= Boyounagh =

Village in County Galway, Ireland

Boyounagh is a rural village in County Galway, Ireland, northwest of Glenamaddy.

==History==
The old church of Boyounagh is all destroyed with exception of a fragment of the north wall. The building was 18 ft wide but its length cannot be ascertained. The natives relate there was a monastery; traces of a foundation of an abbey called An Mainistir are pointed out a short distance to the east of the old graveyard.

The site of the old church is almost in the centre of the pre-Norman Ballybetagh, old town land of Boyounagh. In the 16th/17th century inquisitions it was returned to grand juries as "Ye Fower quarters" of Boyounagh belonging to the Protestant Archbishop of Tuam. The old church of Boyounagh was sited in and surrounded by church lands. In modern times these four quarters consist of eight ordnance survey town lands including Cloonkeen, Meelick, Boyounagh Beg, alias Cunningham village, Boyounagh More alias Middletown and Cashel.

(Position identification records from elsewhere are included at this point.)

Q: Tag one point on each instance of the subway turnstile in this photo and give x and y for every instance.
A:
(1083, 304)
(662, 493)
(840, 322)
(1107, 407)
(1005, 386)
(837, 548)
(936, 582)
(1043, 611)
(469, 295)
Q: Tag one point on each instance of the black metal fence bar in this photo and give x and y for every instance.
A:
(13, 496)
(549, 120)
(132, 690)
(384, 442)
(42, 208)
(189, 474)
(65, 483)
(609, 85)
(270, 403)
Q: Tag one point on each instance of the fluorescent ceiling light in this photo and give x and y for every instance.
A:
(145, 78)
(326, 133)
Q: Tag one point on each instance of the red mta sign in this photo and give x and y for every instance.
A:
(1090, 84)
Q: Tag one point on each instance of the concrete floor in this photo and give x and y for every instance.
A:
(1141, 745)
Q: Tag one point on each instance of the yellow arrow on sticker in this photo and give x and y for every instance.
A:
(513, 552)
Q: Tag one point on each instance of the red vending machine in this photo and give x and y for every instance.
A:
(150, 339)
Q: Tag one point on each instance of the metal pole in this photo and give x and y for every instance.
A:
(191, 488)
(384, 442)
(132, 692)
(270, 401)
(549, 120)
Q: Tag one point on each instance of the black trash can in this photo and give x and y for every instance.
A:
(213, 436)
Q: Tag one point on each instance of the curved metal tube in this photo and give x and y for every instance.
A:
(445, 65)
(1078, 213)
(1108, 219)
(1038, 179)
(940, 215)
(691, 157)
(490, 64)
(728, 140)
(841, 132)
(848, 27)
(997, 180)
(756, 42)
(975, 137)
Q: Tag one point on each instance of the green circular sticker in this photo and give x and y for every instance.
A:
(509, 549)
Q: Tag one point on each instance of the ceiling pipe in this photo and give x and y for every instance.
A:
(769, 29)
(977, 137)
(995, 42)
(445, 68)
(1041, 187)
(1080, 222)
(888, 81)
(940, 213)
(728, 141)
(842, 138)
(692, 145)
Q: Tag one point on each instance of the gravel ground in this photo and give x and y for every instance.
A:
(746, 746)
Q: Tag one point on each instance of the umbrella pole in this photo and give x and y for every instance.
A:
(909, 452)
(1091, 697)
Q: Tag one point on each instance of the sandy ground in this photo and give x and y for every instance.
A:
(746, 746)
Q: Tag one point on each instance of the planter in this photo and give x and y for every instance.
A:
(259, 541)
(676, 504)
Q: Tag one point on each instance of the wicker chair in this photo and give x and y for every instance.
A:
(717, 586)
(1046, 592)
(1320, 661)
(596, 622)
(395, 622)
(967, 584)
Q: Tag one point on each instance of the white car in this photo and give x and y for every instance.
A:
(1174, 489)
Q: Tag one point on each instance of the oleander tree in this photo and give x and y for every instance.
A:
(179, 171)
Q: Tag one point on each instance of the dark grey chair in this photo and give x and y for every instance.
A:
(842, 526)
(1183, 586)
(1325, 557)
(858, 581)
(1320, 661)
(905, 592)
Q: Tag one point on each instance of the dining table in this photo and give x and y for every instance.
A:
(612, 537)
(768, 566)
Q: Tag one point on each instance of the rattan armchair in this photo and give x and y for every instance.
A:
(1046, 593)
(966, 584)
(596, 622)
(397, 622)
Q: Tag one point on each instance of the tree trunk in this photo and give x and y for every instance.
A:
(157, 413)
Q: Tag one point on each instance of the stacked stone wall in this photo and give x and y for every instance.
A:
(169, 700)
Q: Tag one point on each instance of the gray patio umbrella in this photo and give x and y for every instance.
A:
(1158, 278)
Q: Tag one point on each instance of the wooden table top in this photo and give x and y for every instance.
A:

In the latter days of landlordism it was called the Boyounagh Estate.

Boyounagh was once mentioned in the Annals of Four Masters when in 1137 the church was burned. There is a tradition that Saint Patrick founded the first church in Boyounagh. Whilst the Annals do not mention St. Jarlath we know he founded a monastery in Tuam in the 5th/6th century and it is probable that the "Coarbes" successors of St. Jarlath had jurisdiction over places like Boyounagh.

Lord Fitzgerald was leaseholder of Boyounagh Estate until his death in 1843. Then Martin McDonnell bought it on 20 June 1859 for £5,850. The Boyounagh estate consisted of Cloonkeen, Meelick, Cashel, Middletown and Gorthaganny. The area of these town lands was 3,914 acres. Martin McDonnell was a merchant from Dunmore. It was said he was a fortunate man to own all of 12,000 acres, collecting all his rent. Tradition has it that he was a good landlord. He died in 1912. His tomb was built in the highest spot so that it could be seen from his house in Dunmore.